The morning speakers continued the central message to get the whole family vaccinated.  While we know vaccines save lives, there are parents who opt out of getting their children vaccinated.  Dr. Gary S. Marshall, Professor of Pediatrics, Chief, Division of Pediatric Infection Diseases, at the University of Louisville School of Medicine explained why some parents may not get their children immunized against flu and pertussis.  “Fear of vaccines can lead to public harm” was one of the three immunization truths that Dr. Marshall addressed to the audience. He addressed the media frenzy about autism.  He pointed out that vaccines do NOT cause autism. Dr. Marshall polled the audience to see if they had ever signed or condoned a vaccine exemption because of fear or perception by a parent.  There were many who had received the exemptions to allow a child to enroll in school.  

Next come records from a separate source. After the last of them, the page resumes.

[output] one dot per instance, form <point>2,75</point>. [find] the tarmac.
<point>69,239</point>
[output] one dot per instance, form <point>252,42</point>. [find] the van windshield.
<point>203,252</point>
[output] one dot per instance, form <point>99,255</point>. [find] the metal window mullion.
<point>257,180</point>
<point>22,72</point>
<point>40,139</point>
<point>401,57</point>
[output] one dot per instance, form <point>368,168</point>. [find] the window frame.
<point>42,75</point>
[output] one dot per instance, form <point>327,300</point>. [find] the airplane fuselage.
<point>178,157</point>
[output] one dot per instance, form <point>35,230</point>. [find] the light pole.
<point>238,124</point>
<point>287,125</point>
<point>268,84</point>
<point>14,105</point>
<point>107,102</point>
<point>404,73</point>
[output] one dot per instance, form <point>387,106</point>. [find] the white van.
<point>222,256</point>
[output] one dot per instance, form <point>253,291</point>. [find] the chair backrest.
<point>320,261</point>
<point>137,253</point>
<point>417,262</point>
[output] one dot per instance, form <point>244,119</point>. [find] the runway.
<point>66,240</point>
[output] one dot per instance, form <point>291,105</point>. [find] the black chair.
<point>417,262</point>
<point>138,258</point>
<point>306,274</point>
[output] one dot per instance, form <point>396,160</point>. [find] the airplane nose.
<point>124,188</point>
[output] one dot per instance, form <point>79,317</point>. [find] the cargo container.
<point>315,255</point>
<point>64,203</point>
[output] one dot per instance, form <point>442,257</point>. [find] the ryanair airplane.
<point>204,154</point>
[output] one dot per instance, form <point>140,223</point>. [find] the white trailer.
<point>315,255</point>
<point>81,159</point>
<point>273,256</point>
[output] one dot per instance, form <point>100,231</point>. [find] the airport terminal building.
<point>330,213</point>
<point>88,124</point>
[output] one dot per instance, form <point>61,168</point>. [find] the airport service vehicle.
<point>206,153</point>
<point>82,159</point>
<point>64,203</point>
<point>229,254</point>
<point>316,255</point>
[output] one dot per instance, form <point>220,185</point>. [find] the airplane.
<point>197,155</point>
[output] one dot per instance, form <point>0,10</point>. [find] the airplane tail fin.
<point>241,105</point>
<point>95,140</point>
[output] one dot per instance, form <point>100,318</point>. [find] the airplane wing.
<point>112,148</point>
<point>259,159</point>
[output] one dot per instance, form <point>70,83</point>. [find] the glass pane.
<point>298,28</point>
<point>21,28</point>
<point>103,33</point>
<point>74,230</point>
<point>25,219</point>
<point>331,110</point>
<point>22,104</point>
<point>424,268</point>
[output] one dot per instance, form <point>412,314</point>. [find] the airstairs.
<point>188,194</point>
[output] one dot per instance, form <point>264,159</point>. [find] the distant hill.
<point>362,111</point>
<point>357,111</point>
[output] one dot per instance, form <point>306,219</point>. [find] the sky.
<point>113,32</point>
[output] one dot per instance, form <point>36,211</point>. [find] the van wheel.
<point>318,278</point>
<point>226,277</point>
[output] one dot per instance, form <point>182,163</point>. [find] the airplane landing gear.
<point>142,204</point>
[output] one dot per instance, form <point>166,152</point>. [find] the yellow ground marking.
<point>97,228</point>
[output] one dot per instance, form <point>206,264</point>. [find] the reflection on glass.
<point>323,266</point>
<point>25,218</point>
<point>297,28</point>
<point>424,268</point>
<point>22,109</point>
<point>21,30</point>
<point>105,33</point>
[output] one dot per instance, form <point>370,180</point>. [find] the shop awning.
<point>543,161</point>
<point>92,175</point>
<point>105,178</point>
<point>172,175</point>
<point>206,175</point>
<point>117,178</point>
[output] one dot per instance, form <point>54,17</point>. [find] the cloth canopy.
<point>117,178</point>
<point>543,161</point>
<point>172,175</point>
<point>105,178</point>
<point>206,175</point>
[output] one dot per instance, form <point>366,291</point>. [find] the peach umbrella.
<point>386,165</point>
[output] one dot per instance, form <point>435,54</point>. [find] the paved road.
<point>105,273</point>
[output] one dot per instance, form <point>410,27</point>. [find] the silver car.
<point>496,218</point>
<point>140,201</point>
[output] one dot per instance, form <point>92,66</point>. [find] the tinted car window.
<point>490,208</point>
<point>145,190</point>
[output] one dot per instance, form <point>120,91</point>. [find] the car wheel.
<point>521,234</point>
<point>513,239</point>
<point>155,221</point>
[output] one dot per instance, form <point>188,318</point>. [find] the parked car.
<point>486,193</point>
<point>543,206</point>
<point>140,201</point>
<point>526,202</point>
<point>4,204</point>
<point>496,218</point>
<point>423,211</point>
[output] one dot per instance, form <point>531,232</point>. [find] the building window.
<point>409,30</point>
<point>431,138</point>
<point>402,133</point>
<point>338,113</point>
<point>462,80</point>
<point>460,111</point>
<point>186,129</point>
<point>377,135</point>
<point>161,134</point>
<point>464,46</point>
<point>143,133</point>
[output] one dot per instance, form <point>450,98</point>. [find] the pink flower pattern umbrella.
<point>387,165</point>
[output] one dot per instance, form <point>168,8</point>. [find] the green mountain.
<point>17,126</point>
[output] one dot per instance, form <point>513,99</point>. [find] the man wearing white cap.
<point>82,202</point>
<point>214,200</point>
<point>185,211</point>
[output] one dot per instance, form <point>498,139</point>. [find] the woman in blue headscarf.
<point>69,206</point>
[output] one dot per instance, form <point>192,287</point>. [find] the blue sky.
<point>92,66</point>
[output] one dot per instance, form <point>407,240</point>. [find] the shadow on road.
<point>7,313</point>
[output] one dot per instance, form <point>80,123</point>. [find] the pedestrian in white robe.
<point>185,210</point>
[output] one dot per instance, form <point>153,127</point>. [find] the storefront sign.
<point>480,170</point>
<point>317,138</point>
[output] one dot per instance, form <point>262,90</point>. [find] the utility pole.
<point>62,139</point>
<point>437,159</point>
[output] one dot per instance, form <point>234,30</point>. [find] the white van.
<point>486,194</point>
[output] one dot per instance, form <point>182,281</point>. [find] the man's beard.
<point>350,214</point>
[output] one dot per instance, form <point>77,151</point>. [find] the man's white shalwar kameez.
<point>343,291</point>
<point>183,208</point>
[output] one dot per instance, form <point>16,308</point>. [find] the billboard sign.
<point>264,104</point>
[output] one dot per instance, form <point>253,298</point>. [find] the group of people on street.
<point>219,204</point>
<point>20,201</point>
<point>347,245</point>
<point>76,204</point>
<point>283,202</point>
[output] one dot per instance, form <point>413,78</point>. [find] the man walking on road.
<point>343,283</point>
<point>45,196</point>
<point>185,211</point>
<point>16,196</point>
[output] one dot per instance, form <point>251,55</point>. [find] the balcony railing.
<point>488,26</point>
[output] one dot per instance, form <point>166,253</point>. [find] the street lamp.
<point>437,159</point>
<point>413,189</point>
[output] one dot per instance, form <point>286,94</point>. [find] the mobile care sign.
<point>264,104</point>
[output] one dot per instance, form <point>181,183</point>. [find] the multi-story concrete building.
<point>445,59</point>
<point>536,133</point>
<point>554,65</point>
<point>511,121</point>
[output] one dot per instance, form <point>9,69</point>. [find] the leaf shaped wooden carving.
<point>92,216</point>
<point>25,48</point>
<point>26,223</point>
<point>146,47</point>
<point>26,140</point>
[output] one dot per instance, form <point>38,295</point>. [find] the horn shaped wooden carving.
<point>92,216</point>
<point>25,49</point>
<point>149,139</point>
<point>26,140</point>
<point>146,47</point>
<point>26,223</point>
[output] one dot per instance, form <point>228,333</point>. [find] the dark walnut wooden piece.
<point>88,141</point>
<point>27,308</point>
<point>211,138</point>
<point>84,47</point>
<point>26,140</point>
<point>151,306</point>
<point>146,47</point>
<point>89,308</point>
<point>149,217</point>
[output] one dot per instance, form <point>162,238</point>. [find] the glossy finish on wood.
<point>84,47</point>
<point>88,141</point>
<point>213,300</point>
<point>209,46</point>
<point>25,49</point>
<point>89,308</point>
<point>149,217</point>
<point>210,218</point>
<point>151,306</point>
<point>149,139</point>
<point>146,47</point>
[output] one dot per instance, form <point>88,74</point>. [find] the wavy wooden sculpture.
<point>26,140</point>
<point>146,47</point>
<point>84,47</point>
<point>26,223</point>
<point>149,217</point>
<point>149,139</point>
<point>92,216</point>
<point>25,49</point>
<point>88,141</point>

“My experience in school health has been that parents, who claim religious exemption, actually have philosophical reasons,” said Sharon McClung, Director of Health Services, Georgia Military College/Prep School.  “Since Georgia does not allow for this reason, they claim religious exemption, which covers the school entrance requirement.” 

To close out the morning session, Dr. Sandra Fryhofer reported on another important vaccine, the Human Papillomavirus (HPV), which is recommended for adolescents/youth.  Vaccination is a family affair that she not only promotes to patients but also to teenagers.  A practicing general internist and clinical associate professor of medicine at Emory University in Atlanta, Fryhofer’s daughter received the HPV vaccine to protect her from cervical cancer.  Although a permissive recommendation for males, Dr. Fryhofer’s son has also received the HPV vaccine.  “The HPV vaccine is important if given before the exposure, which usually occurs at the onset of sexual activity.”  

As the conference wrapped up, Dr. William Atkins, MD, MPH, Medical Epidemiologist, National Center for Immunization and Respiratory Diseases, The Centers for Disease Control and Prevention, added that infants are most likely to be hospitalized or die from pertussis.  “If a woman receives Tdap before or during pregnancy, her passive immunity might help protect the newborn from pertussis.”   

This medical recommendation could have made a difference in the life of Mr. Clements’ granddaughter at 5 weeks old or before she was ever born. Dr. Fryhofer also addressed this medical point in her earlier presentation. 

In conjunction with the Immunize Georgia conference, the North Central Health District announced its school-based clinics for flu vaccine, a solution providing parents easy access and scheduling for in-school immunizations.  The premise behind the school-based program is that healthy kids have good attendance and healthy kids can learn.   

At the news conference, State Representative Nikki T. Randall rolled up her sleeve for the shot.  “This is my first flu shot,” said Representative Randall.  “I missed three days of the legislative session because of the flu.  I was sick with a fever, chills and felt just awful.”   

Dr. David N. Harvey, District Health Director applauded State Representative Randall and local partners for rolling up their sleeves as leaders in the community.  “As the North Central Health District, we are glad to partner with the community in supporting flu vaccine clinics to make it easy for the whole family to get flu shots, especially school-age children.  We deserve a healthier Macon.”  

With the success of the Immunize Georgia Conference, young children in general will not have to worry as much about the spread of flu or pertussis this season.